Social issues: Why RugbySmart is looking to make a positive social change

Family Violence

  • In 2017 New Zealand had 121,747 family harm investigations by the NZ Police in 2017, which equates to one every four minutes. 80% of family violence is not reported to the police in NZ. (A 2018 report by Dr Ian Lambie, Chief Science Advisor to the Justice Sector entitled 'Every 4 minutes'.)
  • About half of all homicides in New Zealand are committed by an offender who is identified as family.
  • On average 13 women, 10 men, and 9 children were killed each year as a result of family violence.
  • 76% of intimate partner violence-related deaths were perpetrated by men, 24% were perpetrated by women.
  • It's estimated 1 in 3 women will experience physical partner violence at some point in their lives.
  • 1 in 4 women and 1 in 8 men report they have been a victim of an offence by their partner (includes behaviours from serious assault to petty threats). 85% of the serious partner offences were against female victims (2009 NZ Crime and Safety Survey).
  • Family violence is estimated to cost between $4.1 and $7 billion each year.

(Sources: 'It's Not OK' campaign and NZ Family Violence Clearinghouse, Police data, Crime and Safety Survey)

Child Abuse

  • In 2013 New Zealand had the second-highest rate of child homicide in the OECD behind Canada.
  • A report in 2016 by the Human Rights Commission put New Zealand as having the fifth-worst child abuse record of the 31 OECD countries.
  • New Zealand kids are 50% more likely to die from abuse or neglect as Australian kids. (Unicef Innocenti Research Centre: An overview of child well-being in rich countries).
  • A child is killed in New Zealand every five weeks (Child Matters).

Why rugby

  • Community campaigns can make a big difference: One study showed 1 in 3 people had taken direct action as a result of a family harm campaign in their community.
  • Research on Family Violence in New Zealand showed in all but 6% of cases people go to their community first for help with violence and abuse. 60% of people will never engage with any formal service.
  • People went to community first because they felt like people who knew them would be more help.
  • Research shows victims of violence only access police and agencies when they have made multiple attempts to get help from their communities.
  • NZR have made visible the connection to local services so anyone who needs help can find it.
  • Men's role modelling to other men has been shown to be a powerful influence on behaviour. Having good men promoting respect for partners and families, talking about Family Harm is an important part of prevention.

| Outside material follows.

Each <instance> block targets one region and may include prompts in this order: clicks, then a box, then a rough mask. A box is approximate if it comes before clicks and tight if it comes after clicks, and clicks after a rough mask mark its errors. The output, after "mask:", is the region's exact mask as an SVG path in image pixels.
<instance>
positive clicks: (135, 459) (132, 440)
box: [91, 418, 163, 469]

(Source: 'It's not OK' campaign)

What NZ Rugby has done since 2017

  • In 2017 NZR adopted a Child Protection Policy which sets out how NZR define, prevent, and respond to child protection issues in our communities. All Unions were asked to adopt and implement this policy.
  • Alongside external Child Protection experts NZR has created resources and training for Provincial Union staff, club administrators and coaches.
  • NZR has delivered 36 training sessions in more than 16 regions around the country reaching around 480 people from unions or clubs, including representatives from all 26 unions, and approximately 190 clubs or high schools.
  • 14 unions opted to have all their clubs trained by NZR in Child Protection.
  • 9 unions have trained their entire community staff in Child Protection.
  • 100% of Rugby Development Officers have been trained to deliver Child Protection messaging.